For example, an error occurring when performing quantization largely includes a clipping error and a quantization error. A total sum of the two errors according to the clipping range becomes a final quantization loss. The clipping error refers to an error that occurs in a process of clipping with a value smaller than a maximum value or clipping with a value larger than a minimum value in the quantization process. In the quantization process, values between the minimum value and the maximum value are mapped to a section that may be expressed in k bits. An error that occurs at this time is a quantization error. Therefore, if a section between the minimum value and the maximum value, that is, the clipping range is reduced, the clipping error increases but the quantization error decreases. Here, if the clipping range is changed to decrease a total sum of the two errors, an accuracy may be improved.


Weight and bias values may be stored in a quantized model file generated by a compiler. Also, the scale factor and the zero point may be stored in the quantized model file according to quantization granularity. Here, the zero point may have the same type as a quantized value. For example, if the model is quantized to “int8”, the zero point may also have the type “int8”. The scale factor is in a form of a positive real number.

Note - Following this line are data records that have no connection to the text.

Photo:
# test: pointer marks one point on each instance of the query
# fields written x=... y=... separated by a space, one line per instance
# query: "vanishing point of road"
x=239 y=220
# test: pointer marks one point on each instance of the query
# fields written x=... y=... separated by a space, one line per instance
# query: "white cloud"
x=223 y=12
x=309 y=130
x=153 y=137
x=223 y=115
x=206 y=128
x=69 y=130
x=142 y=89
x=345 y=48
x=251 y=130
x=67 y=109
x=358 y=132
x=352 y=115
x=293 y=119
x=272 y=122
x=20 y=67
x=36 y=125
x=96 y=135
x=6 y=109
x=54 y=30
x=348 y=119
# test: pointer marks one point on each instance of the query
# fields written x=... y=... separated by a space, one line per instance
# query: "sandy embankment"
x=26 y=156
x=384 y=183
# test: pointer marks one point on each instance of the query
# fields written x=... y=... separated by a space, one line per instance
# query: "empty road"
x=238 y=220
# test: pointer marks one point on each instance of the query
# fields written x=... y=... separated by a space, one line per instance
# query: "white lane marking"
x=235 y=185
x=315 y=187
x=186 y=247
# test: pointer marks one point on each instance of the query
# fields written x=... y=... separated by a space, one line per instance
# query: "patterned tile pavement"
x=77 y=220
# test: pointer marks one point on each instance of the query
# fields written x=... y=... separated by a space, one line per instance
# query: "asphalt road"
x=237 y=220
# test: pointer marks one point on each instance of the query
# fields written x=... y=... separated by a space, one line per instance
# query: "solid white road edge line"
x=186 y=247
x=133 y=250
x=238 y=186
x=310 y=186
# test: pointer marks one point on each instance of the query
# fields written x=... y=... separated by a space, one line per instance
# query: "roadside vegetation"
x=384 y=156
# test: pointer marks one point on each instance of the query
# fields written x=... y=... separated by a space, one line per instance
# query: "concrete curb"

FIG. 1 illustrates an example of a lightweight process according to an example embodiment.


A quantization model 110 may represent a model of which quantization is completed by a deep learning compiler. Taking TensorFlow as an example, a quantized model file has an extension of “tfilte” and a quantized model with various data types, such as “int8”, “fp16”, etc., may be used as the quantization model 110.


A model analysis process 120 may be an example of a process of parsing an input model, for example, the quantization model 110 and obtaining a weight and a quantization parameter of the model. Here, the quantization parameter may be present for each quantization granularity (e.g., channel or layer). Using the obtained quantization parameter, internal values used in Equation 1 to Equation 3 may be computed.


A target selection process 130 may be an example of selecting a target for modifying a quantization parameter. Any of a weight, a bias, and an activation may be the target. That is, at least one of the weight, the bias, and the activation may be selected as the target. Also, a unit of the target may follow the quantization granularity of the input model. That is, if the weight and the bias are for each channel and the activation is for each layer as the quantization parameter in the input model, all of the weight and the bias and the activation may be selected for each channel or for each layer as the target for modifying the quantization parameter.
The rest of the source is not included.